Witty Remarks By Stan Evans, RIP, at the MRC’s 2006 ‘DisHonors Awards’

March 3rd, 2015 4:11 PM

Sad news today (Tuesday) that M. Stanton Evans, newspaper editor, founder of the National Journalism Center, conservative leader and author who wrote ten books, passed away at age 80.

In 2006, Stan rewarded the Media Research Center and our audience, at the 2006 MRC Gala and DisHonors Awards, by accepting in jest, on behalf of Rosie O’Donnell, the “I’m Not a Political Genius But I Play One on TV Award.”

His acceptance remarks – far from politically correct – displayed his full genius and wit. He delivered 14 minutes of laugh-provoking zingers.

Video below, starting with his introduction by Mark Levin, at the MRC event held on Thursday night, March 30, before an audience of more than 900 inside the Independence Ballroom of the Grand Hyatt hotel in Washington, D.C:


>> Additional video of Evans, from a 1999 MRC event: “More Humor from Stan Evans, RIP, Including His ‘Evans’ Law of Inadequate Paranoia’” <<

>> MRC’s Bozell Mourns Loss of M. Stanton Evans <<

Remembrances online from other conservatives who knew him:

From an appreciation by Lee Edwards on the DailySignal.com:

“The trouble with conservatives,” he once observed, “is that too many of them come to Washington thinking they are going to drain the swamp, only to discover that Washington is a hot tub.”

That unique conservative voice is now stilled. M. Stanton Evans, journalist, author, teacher, commentator and raconteur, has died. Throughout his distinguished career, Evans confronted the liberal orthodoxies of the day and readily dispatched them with scrupulous research, an elevated Augustan style and a wicked wit.
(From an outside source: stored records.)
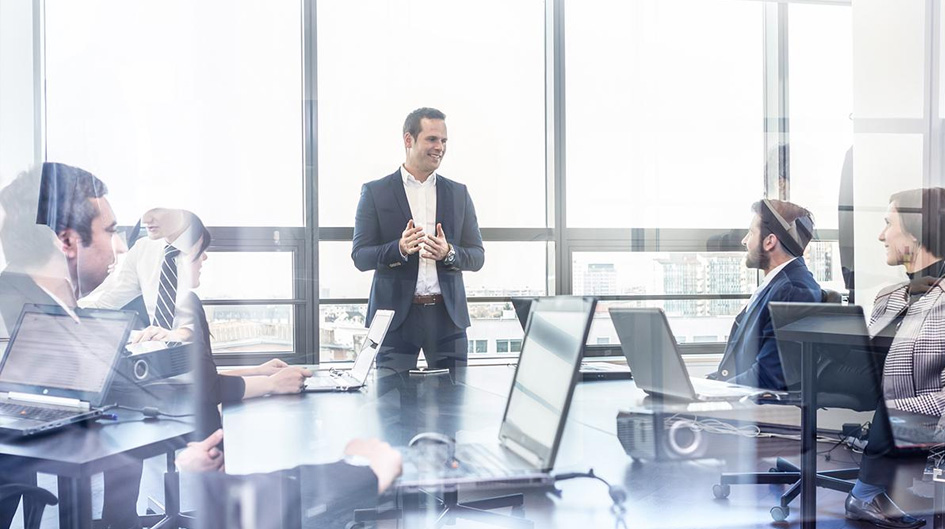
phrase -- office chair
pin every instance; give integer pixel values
(35, 500)
(786, 473)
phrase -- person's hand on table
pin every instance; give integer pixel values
(270, 368)
(160, 334)
(290, 379)
(202, 456)
(384, 461)
(435, 247)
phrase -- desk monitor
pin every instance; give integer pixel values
(848, 367)
(545, 377)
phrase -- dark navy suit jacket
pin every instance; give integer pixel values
(751, 355)
(383, 213)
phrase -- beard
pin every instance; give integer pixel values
(757, 258)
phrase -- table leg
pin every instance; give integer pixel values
(808, 439)
(75, 503)
(938, 520)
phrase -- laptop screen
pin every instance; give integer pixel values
(651, 352)
(379, 325)
(544, 380)
(50, 350)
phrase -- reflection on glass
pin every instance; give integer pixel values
(251, 328)
(247, 275)
(495, 330)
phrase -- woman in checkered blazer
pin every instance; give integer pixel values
(913, 313)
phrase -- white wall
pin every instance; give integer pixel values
(18, 102)
(892, 98)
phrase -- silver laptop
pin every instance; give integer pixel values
(356, 377)
(535, 411)
(57, 369)
(657, 366)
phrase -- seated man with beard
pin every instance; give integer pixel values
(779, 233)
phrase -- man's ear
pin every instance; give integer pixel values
(771, 242)
(69, 241)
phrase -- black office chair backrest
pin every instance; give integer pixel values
(830, 296)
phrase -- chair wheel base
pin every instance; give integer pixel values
(721, 491)
(779, 514)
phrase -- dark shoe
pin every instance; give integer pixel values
(880, 511)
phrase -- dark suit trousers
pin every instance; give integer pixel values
(877, 467)
(430, 328)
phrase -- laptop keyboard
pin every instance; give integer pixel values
(35, 412)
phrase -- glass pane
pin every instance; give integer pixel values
(251, 328)
(198, 107)
(511, 269)
(639, 273)
(821, 108)
(341, 327)
(489, 83)
(677, 119)
(246, 275)
(691, 321)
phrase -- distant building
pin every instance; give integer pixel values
(600, 279)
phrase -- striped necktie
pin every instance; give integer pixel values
(167, 290)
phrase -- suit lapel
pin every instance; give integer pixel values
(397, 188)
(444, 202)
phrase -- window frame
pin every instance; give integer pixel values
(561, 240)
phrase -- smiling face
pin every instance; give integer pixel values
(162, 223)
(95, 258)
(900, 245)
(426, 151)
(757, 256)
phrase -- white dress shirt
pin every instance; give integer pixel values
(139, 275)
(421, 196)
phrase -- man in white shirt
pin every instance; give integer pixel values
(418, 232)
(150, 270)
(779, 233)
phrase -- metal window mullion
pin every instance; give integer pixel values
(306, 284)
(558, 261)
(776, 100)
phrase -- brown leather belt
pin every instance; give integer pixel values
(428, 300)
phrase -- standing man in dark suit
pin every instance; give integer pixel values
(776, 241)
(418, 231)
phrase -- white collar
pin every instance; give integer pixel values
(777, 270)
(411, 179)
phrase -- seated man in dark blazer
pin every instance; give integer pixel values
(776, 241)
(418, 232)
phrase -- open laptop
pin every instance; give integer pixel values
(590, 370)
(356, 377)
(535, 411)
(57, 369)
(658, 367)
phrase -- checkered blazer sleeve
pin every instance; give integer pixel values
(914, 373)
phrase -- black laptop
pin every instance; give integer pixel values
(535, 412)
(58, 366)
(590, 370)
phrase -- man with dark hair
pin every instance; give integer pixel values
(418, 231)
(779, 233)
(72, 203)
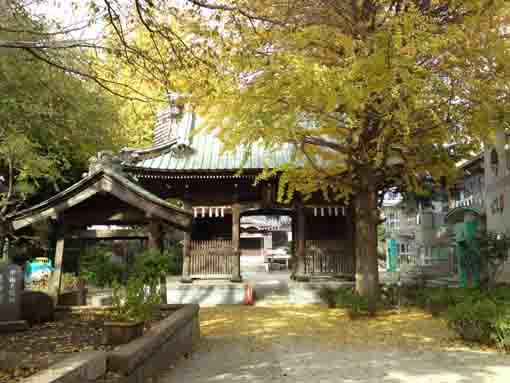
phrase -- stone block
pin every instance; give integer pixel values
(13, 326)
(36, 307)
(308, 292)
(83, 367)
(9, 360)
(211, 294)
(157, 348)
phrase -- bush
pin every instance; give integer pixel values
(152, 264)
(501, 334)
(98, 268)
(474, 320)
(137, 302)
(482, 317)
(328, 295)
(355, 304)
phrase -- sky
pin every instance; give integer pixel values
(69, 13)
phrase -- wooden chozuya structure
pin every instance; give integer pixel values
(187, 164)
(133, 191)
(106, 196)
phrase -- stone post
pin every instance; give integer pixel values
(56, 276)
(300, 241)
(155, 236)
(236, 233)
(186, 250)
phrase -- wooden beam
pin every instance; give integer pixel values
(236, 232)
(109, 234)
(155, 235)
(300, 240)
(186, 251)
(56, 276)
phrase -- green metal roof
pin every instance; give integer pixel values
(206, 153)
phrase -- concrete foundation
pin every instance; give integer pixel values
(206, 293)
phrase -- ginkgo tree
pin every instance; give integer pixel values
(373, 94)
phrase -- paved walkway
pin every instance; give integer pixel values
(313, 344)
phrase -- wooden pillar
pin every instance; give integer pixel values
(186, 250)
(236, 235)
(155, 236)
(300, 241)
(56, 276)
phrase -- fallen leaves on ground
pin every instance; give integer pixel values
(261, 326)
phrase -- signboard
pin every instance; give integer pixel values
(11, 283)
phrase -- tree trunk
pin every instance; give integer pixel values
(367, 270)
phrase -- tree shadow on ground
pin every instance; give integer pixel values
(312, 344)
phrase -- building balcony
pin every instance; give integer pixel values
(475, 201)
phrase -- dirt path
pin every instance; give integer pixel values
(312, 344)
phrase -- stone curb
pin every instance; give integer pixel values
(180, 330)
(83, 367)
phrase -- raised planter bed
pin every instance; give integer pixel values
(121, 332)
(79, 330)
(73, 298)
(165, 342)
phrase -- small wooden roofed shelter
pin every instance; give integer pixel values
(217, 187)
(106, 196)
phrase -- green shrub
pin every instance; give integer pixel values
(137, 302)
(390, 295)
(151, 264)
(98, 268)
(355, 304)
(501, 334)
(474, 320)
(328, 296)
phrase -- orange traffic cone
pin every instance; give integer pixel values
(249, 298)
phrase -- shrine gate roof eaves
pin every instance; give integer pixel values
(102, 181)
(206, 155)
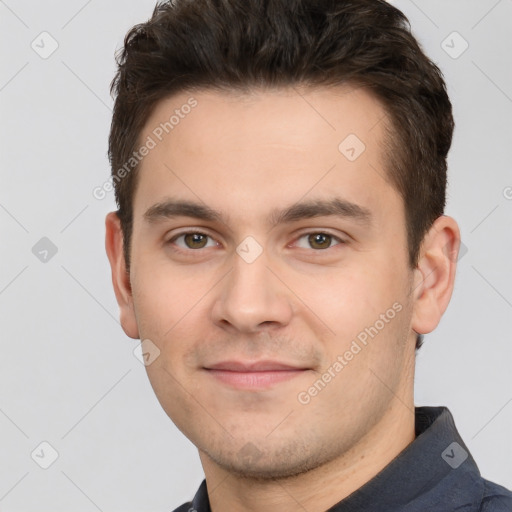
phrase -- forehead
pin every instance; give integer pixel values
(264, 147)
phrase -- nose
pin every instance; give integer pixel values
(252, 298)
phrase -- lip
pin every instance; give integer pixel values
(253, 375)
(254, 366)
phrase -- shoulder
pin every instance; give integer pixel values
(186, 507)
(496, 498)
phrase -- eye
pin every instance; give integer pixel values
(318, 240)
(192, 240)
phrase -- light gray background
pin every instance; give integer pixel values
(68, 375)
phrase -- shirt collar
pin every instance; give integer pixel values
(435, 472)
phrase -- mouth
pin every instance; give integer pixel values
(254, 375)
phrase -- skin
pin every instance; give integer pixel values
(301, 302)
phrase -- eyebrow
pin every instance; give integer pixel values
(336, 207)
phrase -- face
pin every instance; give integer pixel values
(269, 270)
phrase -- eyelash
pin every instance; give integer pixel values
(302, 235)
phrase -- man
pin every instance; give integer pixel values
(280, 249)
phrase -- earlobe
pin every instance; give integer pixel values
(120, 278)
(435, 274)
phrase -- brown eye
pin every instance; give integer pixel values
(318, 240)
(192, 240)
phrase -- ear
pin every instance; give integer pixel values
(434, 277)
(120, 278)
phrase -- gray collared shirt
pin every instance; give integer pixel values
(435, 473)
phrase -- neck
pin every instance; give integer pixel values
(322, 487)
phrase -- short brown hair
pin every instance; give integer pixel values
(240, 45)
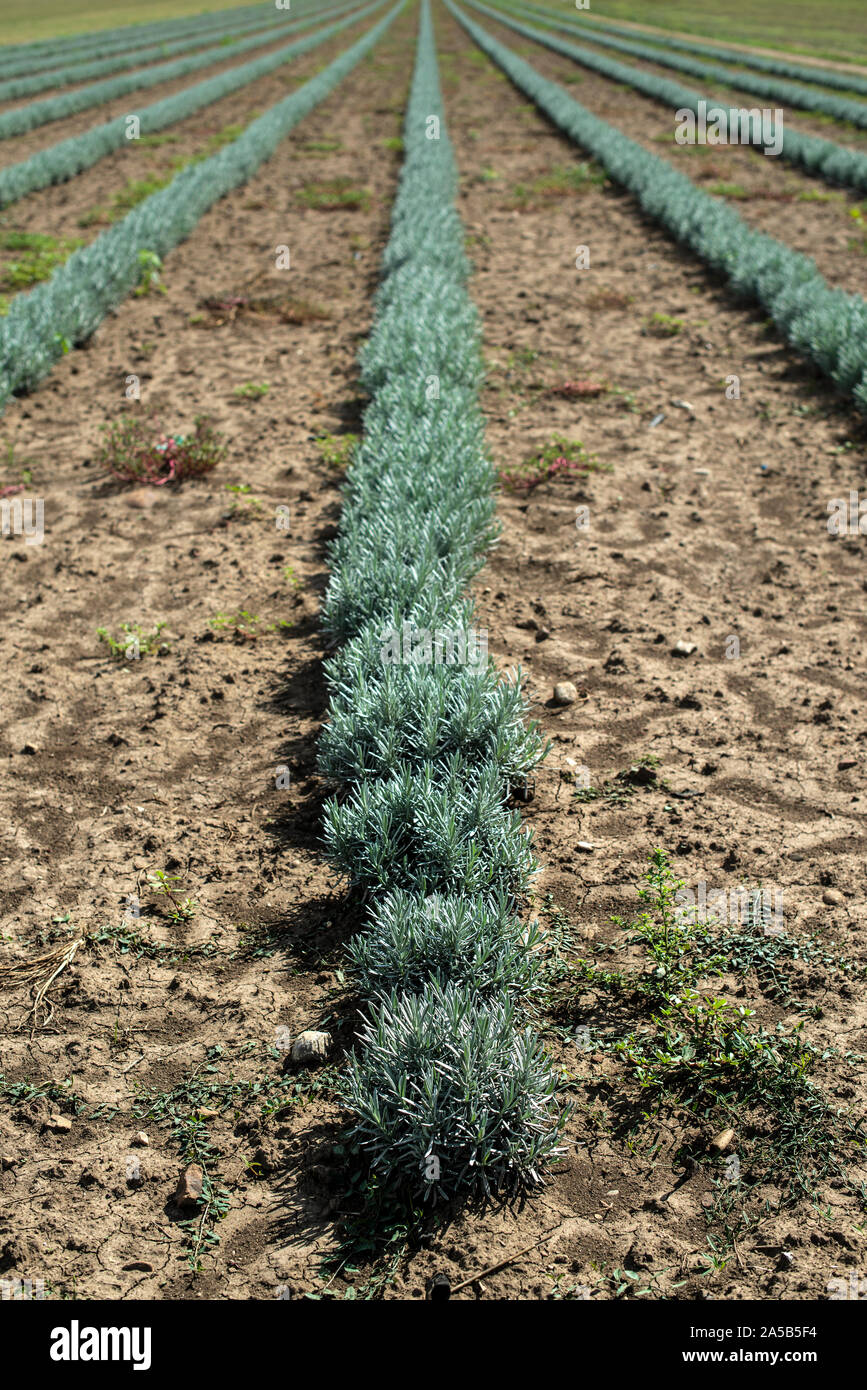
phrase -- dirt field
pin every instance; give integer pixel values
(707, 523)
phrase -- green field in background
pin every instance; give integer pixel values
(819, 28)
(25, 20)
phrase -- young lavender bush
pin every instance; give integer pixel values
(477, 943)
(427, 830)
(827, 324)
(450, 1097)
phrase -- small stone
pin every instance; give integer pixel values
(189, 1186)
(439, 1289)
(310, 1048)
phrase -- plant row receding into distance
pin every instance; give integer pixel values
(828, 325)
(450, 1094)
(132, 57)
(788, 93)
(61, 161)
(826, 159)
(22, 118)
(42, 324)
(741, 57)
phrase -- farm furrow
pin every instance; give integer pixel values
(846, 109)
(68, 157)
(830, 160)
(781, 200)
(78, 72)
(450, 1094)
(65, 310)
(739, 57)
(22, 146)
(27, 57)
(172, 762)
(22, 118)
(709, 524)
(824, 324)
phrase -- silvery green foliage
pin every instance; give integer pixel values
(417, 713)
(24, 118)
(828, 160)
(428, 749)
(448, 1076)
(782, 67)
(477, 943)
(826, 324)
(79, 152)
(57, 77)
(97, 277)
(29, 57)
(789, 93)
(432, 829)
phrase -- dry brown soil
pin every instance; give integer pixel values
(709, 526)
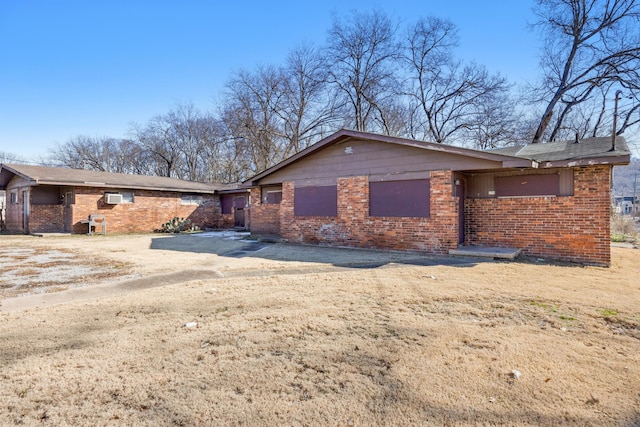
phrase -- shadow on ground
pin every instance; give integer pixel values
(228, 244)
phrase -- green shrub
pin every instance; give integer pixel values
(176, 225)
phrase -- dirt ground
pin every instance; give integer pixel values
(208, 330)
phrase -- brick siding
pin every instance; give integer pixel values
(570, 228)
(46, 218)
(149, 211)
(355, 228)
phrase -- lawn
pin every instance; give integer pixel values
(290, 335)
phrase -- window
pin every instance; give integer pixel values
(191, 199)
(527, 185)
(272, 197)
(408, 198)
(316, 201)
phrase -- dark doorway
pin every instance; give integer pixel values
(239, 203)
(460, 192)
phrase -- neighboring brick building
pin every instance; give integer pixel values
(364, 190)
(44, 199)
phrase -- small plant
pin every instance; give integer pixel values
(549, 307)
(176, 225)
(607, 312)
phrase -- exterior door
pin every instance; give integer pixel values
(239, 205)
(460, 192)
(68, 201)
(25, 211)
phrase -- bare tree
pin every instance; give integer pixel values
(307, 110)
(250, 113)
(99, 153)
(7, 157)
(361, 61)
(589, 44)
(445, 96)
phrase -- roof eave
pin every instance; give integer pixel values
(609, 160)
(128, 187)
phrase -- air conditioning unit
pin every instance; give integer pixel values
(114, 199)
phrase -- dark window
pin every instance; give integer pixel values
(191, 199)
(273, 197)
(239, 202)
(527, 185)
(399, 198)
(226, 203)
(316, 201)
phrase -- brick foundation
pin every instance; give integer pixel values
(570, 228)
(355, 228)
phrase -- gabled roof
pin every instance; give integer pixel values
(588, 151)
(44, 175)
(507, 161)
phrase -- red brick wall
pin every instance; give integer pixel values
(46, 219)
(149, 211)
(354, 227)
(265, 218)
(571, 228)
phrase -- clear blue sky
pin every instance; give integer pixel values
(93, 68)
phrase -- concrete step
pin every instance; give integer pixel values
(486, 252)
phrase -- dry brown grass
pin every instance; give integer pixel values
(394, 345)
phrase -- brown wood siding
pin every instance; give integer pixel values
(366, 158)
(399, 198)
(527, 185)
(316, 201)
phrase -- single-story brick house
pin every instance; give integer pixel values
(366, 190)
(47, 199)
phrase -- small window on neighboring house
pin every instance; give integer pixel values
(316, 201)
(190, 199)
(272, 197)
(408, 198)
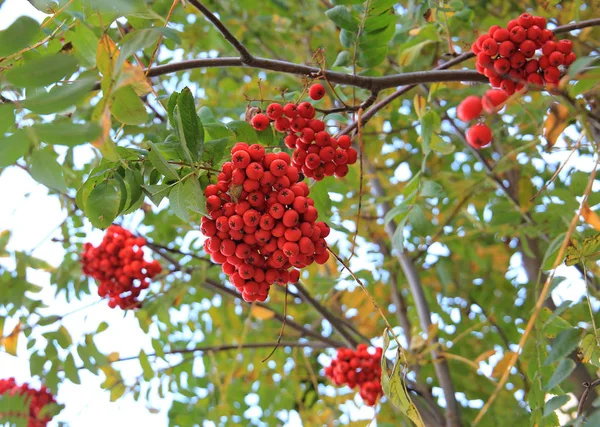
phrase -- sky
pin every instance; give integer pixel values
(33, 217)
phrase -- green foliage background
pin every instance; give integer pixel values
(64, 86)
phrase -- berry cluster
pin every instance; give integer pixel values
(317, 154)
(358, 368)
(507, 56)
(37, 400)
(472, 107)
(262, 222)
(119, 265)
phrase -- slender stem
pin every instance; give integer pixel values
(588, 387)
(335, 323)
(245, 55)
(229, 347)
(416, 288)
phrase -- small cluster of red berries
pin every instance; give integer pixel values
(262, 222)
(472, 107)
(507, 55)
(37, 400)
(360, 368)
(317, 153)
(118, 264)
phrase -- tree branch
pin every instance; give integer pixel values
(335, 323)
(229, 347)
(245, 55)
(439, 363)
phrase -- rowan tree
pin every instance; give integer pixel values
(329, 205)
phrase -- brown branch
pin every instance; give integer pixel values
(335, 323)
(245, 55)
(416, 288)
(588, 387)
(229, 347)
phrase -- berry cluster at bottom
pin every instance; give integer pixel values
(262, 222)
(37, 400)
(360, 368)
(118, 264)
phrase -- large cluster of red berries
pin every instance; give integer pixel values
(360, 368)
(263, 226)
(37, 399)
(118, 264)
(507, 55)
(510, 59)
(317, 153)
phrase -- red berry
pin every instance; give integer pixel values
(493, 99)
(316, 91)
(469, 109)
(260, 122)
(274, 111)
(479, 136)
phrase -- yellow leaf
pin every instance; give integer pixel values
(484, 356)
(113, 357)
(261, 312)
(419, 103)
(134, 75)
(10, 342)
(502, 364)
(106, 55)
(590, 216)
(556, 123)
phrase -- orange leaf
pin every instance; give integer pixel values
(590, 216)
(261, 312)
(106, 55)
(484, 356)
(502, 364)
(10, 342)
(556, 123)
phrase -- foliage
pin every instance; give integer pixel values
(97, 105)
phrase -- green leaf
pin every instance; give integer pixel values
(71, 370)
(146, 368)
(398, 236)
(343, 18)
(141, 39)
(161, 164)
(118, 7)
(579, 64)
(102, 205)
(60, 97)
(7, 117)
(13, 147)
(65, 132)
(562, 372)
(552, 323)
(589, 352)
(342, 60)
(402, 209)
(46, 170)
(430, 125)
(416, 218)
(19, 35)
(189, 128)
(85, 44)
(244, 131)
(566, 341)
(431, 189)
(42, 71)
(157, 192)
(555, 403)
(187, 195)
(394, 385)
(127, 107)
(552, 252)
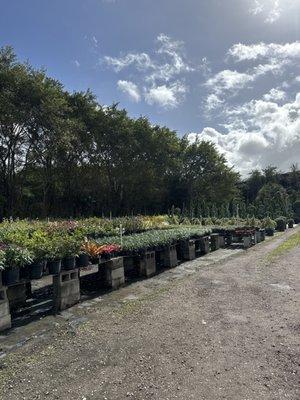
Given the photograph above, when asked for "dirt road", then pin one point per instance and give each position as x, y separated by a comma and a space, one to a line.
228, 331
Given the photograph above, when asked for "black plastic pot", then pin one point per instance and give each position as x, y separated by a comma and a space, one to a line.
82, 261
68, 263
54, 266
270, 231
94, 260
37, 269
25, 272
10, 276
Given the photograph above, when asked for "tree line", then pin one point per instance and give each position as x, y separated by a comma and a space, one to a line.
63, 154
In the mid-seventies, he laid down his most famous axiom, sometimes referred to as Evans’ Law of Political Perfidy: “When ‘our people’ get to the point where they can do us some good, they stop being ‘our people.’”

From the start of a post by Daniel Flynn on Breitbart.com:

M. Stanton Evans, the author of the Sharon Statement elucidating the guiding principles of Young Americans for Freedom, has passed away at 80. He leaves behind 10 books and 10,000 jokes.

“When Stan’s own dad died, Stan said his father’s life was marked by ‘unfailing dedication to principle and unfailing kindness to people,’” recalled longtime employee and friend Mal Kine. “This I dare say fits Stan to a T.”

The author of nearly a dozen books, the longtime editor of the Indianapolis News, the reins of which he took in his twenties, and a leading figure in such organizations as the American Conservative Union, Young Americans for Freedom, and the National Journalism Center, Evans made a reputation as much for his big personality as his big achievements.